В своей прошлой безалаберной жизни Бруно уже намотал бы на кулак ее светлые кудри и всыпал по первое число. В новой роли политика ему приходилось сдерживаться. Но сейчас он подошел и хлестко влепил ладонью по маленькому заду лилипутки. Она заверещала.
— А сейчас свое мнение по этому важному вопросу выскажет известный политолог и публицист Святослав Майский! — торжественно объявил ведущий. — Он коснется и личностной характеристики председателя партии Бруно Аллегро, который оказался совсем не тем, за кого выдавал себя длительное время, вводя в заблуждение широкую общественность…
На экране появился старый знакомый Бруно. На этот раз он выглядел гораздо респектабельнее: длинные седые волосы забраны в косичку, а вместо потертого кожаного пиджака на нем был строгий черный костюм, явно с чужого плеча, белая рубашка и черный галстук.
— С этим человеком я встретился на передаче уважаемого Алфея Бабахова, — скорбно начал Майский. — Он сразу начал обзывать и оскорблять меня чучелом, обезьяной и другими словами, обещал избить и угрожал ножом… Господина Бабахова он потом действительно избил — очень ловко и умело, как избивают опытные уголовники. Уже позже я узнал, что он и есть уголовник…
Бруно в ярости выключил телевизор. Он ничего не понимал.
Вербовка 2
«Когда следующая встреча?»
«Завтра в 23–00».
Лернер сидел в кресле у окна. За окном ночь, подсвеченная огнями Арсенальная башня Кремля. Из-под полы шелкового халата выглядывали голые волосатые ноги. На коленях записная книжка.
Он написал: «ТЫ УВЕРЕНА, ЧТО ОН ТЕБЯ НЕ СДАСТ?»
Крупными буквами.
Бросил книжку Анне. Книжка шлепнулась прямо перед ее лицом.
Она лежала, вытянувшись, на ковре: черное «домашнее» кимоно, мокрые после душа волосы. Подбородок опирался на составленные пирамидкой кулачки. Достала одну руку, требовательно помахала пальцами. Тут же прилетел карандаш — давние партнеры понимали друг друга с полуслова.

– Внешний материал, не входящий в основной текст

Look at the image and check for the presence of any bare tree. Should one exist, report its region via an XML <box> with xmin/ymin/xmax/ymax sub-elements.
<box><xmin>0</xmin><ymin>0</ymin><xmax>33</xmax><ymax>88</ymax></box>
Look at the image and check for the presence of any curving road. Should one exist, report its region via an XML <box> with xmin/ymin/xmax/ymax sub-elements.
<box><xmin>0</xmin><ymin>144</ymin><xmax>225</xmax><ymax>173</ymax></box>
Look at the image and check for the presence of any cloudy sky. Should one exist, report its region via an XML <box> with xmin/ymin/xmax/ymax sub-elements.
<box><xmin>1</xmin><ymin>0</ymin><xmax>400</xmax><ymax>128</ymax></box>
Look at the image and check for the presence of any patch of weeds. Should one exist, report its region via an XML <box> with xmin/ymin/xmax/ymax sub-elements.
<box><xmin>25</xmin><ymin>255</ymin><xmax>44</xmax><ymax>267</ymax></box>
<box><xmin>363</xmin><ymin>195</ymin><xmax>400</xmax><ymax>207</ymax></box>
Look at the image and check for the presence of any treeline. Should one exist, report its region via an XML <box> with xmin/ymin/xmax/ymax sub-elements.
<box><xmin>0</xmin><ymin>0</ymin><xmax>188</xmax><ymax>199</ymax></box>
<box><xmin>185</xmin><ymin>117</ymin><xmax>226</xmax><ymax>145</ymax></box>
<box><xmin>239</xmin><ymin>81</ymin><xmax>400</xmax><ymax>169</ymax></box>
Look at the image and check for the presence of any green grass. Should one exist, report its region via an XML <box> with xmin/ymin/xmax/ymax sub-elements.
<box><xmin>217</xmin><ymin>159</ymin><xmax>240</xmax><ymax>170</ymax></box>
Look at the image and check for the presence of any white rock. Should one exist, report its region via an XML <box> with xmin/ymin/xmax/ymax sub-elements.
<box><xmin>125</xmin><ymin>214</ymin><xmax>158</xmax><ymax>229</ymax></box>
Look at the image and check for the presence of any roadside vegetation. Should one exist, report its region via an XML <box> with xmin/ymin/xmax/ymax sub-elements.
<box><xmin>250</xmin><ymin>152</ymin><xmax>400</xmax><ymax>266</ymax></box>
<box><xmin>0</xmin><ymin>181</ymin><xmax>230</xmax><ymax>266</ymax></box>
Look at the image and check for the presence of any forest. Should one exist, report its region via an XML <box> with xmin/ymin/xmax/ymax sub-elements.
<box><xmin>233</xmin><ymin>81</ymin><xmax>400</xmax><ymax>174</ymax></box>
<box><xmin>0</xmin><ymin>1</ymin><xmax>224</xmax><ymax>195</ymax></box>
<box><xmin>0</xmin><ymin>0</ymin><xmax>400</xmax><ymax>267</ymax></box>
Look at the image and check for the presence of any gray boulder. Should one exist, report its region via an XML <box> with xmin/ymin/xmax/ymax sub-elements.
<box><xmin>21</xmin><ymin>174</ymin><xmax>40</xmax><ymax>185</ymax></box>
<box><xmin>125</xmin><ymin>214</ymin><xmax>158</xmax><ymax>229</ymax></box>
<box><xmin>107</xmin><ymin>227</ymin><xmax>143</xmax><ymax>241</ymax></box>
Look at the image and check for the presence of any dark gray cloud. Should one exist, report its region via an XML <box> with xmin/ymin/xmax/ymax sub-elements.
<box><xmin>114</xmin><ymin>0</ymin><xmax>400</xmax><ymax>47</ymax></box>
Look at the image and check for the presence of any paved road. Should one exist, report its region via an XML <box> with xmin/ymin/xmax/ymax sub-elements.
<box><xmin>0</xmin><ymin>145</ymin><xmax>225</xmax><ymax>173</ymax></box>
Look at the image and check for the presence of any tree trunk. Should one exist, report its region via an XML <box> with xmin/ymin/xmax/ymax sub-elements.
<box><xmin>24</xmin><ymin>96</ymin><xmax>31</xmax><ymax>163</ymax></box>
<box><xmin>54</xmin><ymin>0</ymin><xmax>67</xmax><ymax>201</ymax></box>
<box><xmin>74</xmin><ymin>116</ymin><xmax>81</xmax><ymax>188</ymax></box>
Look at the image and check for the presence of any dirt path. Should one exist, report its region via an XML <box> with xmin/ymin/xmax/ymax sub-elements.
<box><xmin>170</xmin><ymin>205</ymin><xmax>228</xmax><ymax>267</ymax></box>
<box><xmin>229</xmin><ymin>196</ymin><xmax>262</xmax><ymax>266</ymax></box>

И с полужеста. Она быстро написала ответ и швырнула блокнот обратно.
«У нас разве может быть полная уверенность?»
Он прочел. Взял новый карандаш из стакана на столе.
«Ладно, вероятность. Исходя из его психотипа».
Она хмыкнула.
«60 на 40. Он твердокаменный служака и полный лох».
Книжка вернулась к ней без новой записи.
«Только подозрения на отца помешали ему сдать меня сразу же».
Лернер достал из кармана пузырек с лечебным спреем, прыснул себе в обе ноздри, шумно втянул носом воздух. У него насморк. В Москве у него всегда насморк, в любую погоду. Аллергия на что-то. Может быть, на опасность.